Can this always be done? If not, is there a physical argument prohibiting it?
More Details for context: I read a [paper][1] that gives a physical argument why this may not be possible. It asserts that the ground state of carbon is known to be graphite, yet tiny pieces of diamond have been found to survive in meteorites for billions of years.
I tried to set up the GKSL equation for the relaxation of a two state system exposed to some environment at temperature T. I found that a quantum cooling analogous to newton cooling in the sense that there are exponential decay terms for the off diagonal elements and so on, can be incorporated as the lindblad equation.
So the catch may be that the system may get caught somewhere in a local minima for an indefinite amount of time, prohibiting it from reaching the ground state.
[1]: http://citeseerx.ist.psu.edu/viewdoc/download?doi=10.1.1.85.6029&rep=rep1&type=pdf “ Smith, Warren D. "Three counterexamples refuting Kieu’s plan for “quantum adiabatic hypercomputation”; and some uncomputable quantum mechanical tasks." Applied Mathematics and Computation 178.1 (2006): 184-193.”
Note: to get to the relevant paragraph of the paper above, search for the term 'cool' in the pdf.
 A: Yes, in principle at least. A number of points

*

*Cooling down corresponds to a time-evolution in imaginary time $\tau$ i.e. $\hat{\rho}(t)=e^{-\hat{H}\tau}\hat{\rho}_0 e^{-\hat{H}\tau}$, and it is easy to see that this leads to the ground state.

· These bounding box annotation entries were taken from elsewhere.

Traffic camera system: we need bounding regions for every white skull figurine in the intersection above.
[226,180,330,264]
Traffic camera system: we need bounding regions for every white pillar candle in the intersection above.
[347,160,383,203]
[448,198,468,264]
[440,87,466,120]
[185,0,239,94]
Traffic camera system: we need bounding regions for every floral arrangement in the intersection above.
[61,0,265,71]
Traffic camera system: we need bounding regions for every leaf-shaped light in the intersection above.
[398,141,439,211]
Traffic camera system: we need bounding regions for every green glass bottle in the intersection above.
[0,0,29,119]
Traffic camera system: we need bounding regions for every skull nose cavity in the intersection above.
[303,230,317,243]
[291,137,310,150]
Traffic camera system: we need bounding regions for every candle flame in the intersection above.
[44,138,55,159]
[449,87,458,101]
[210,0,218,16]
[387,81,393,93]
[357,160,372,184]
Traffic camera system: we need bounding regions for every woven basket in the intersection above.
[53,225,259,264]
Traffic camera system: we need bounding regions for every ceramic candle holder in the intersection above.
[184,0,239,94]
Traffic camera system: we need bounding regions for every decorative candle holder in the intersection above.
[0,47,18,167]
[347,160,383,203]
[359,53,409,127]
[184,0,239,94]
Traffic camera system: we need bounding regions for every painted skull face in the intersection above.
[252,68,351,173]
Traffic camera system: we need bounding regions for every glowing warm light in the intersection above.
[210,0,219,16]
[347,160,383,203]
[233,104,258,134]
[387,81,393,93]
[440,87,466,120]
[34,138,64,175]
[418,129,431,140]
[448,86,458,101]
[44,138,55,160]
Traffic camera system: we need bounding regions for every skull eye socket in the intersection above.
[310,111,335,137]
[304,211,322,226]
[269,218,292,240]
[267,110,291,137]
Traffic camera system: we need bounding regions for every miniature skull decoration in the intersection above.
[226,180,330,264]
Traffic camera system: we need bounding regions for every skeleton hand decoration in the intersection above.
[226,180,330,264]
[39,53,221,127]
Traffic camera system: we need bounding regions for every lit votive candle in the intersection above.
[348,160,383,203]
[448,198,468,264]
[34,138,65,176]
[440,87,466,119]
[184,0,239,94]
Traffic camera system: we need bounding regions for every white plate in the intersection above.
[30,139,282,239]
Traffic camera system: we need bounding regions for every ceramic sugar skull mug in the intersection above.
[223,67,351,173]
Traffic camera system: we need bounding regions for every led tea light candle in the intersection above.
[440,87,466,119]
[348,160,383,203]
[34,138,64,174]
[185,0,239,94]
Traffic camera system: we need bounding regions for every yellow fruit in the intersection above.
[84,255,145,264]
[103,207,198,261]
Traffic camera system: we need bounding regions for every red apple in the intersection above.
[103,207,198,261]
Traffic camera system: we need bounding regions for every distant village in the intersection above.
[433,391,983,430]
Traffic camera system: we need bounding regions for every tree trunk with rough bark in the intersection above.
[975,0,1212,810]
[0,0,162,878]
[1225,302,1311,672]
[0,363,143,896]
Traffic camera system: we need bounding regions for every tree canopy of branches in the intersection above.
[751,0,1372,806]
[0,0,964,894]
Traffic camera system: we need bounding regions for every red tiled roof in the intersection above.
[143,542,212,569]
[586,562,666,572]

*The whole notion of cooling down relies on the Second Law of Thermodynamics: basically, any (equilibrium) system will tend towards a Boltzmann-Gibbs state at infinite time, and the corresponding temperature will go to the one of its environment. So if you put the system in a $T=0$ bath, eventually it goes to its ground state. The assumption is here that thermodynamics is valid, meaning we are relying on ergodicity (for any microstate, there exist some incoherent process connecting it to the other microstates), but this is widely accepted except for some very specifically engineered cases. Thermodynamics doesn't tell anything about the timescales involved, though.


*Consider as a practical setup, that the system couples with empty space, a bath at $T=0$. Cooling down occurs by spontaneous emission, single-photon losses in the simplest case. We can describe this process with a Lindblad equation, and an associated Liouvillian superoperator $\mathcal{L}$. In case where where the quantum-dynamical semigroup is irreducible (basically, this is the same assumption as ergodicity), $\mathcal{L}$ has a unique lowest eigenvector, the steady state (also known as Spohn's theorem). If the emission process can only decrease energy, the steady state is the same as the ground state. The spectrum of $\mathcal{L}$ has also a gap, and the inverse of this Liouvillian gap corresponds to the slowest timescale associated with cooling.
Of course, metastabilities exist, but that's what they are, metastable so at some point, possibly longer than the age of the universe, the system will decay further. A good example of long-living metastabilities are glasses. Typically, slow cooling or thermal annealing where the temperature is decreased slowly, overcomes metastabilities faster than connecting it to a $T=0$ bath as described above.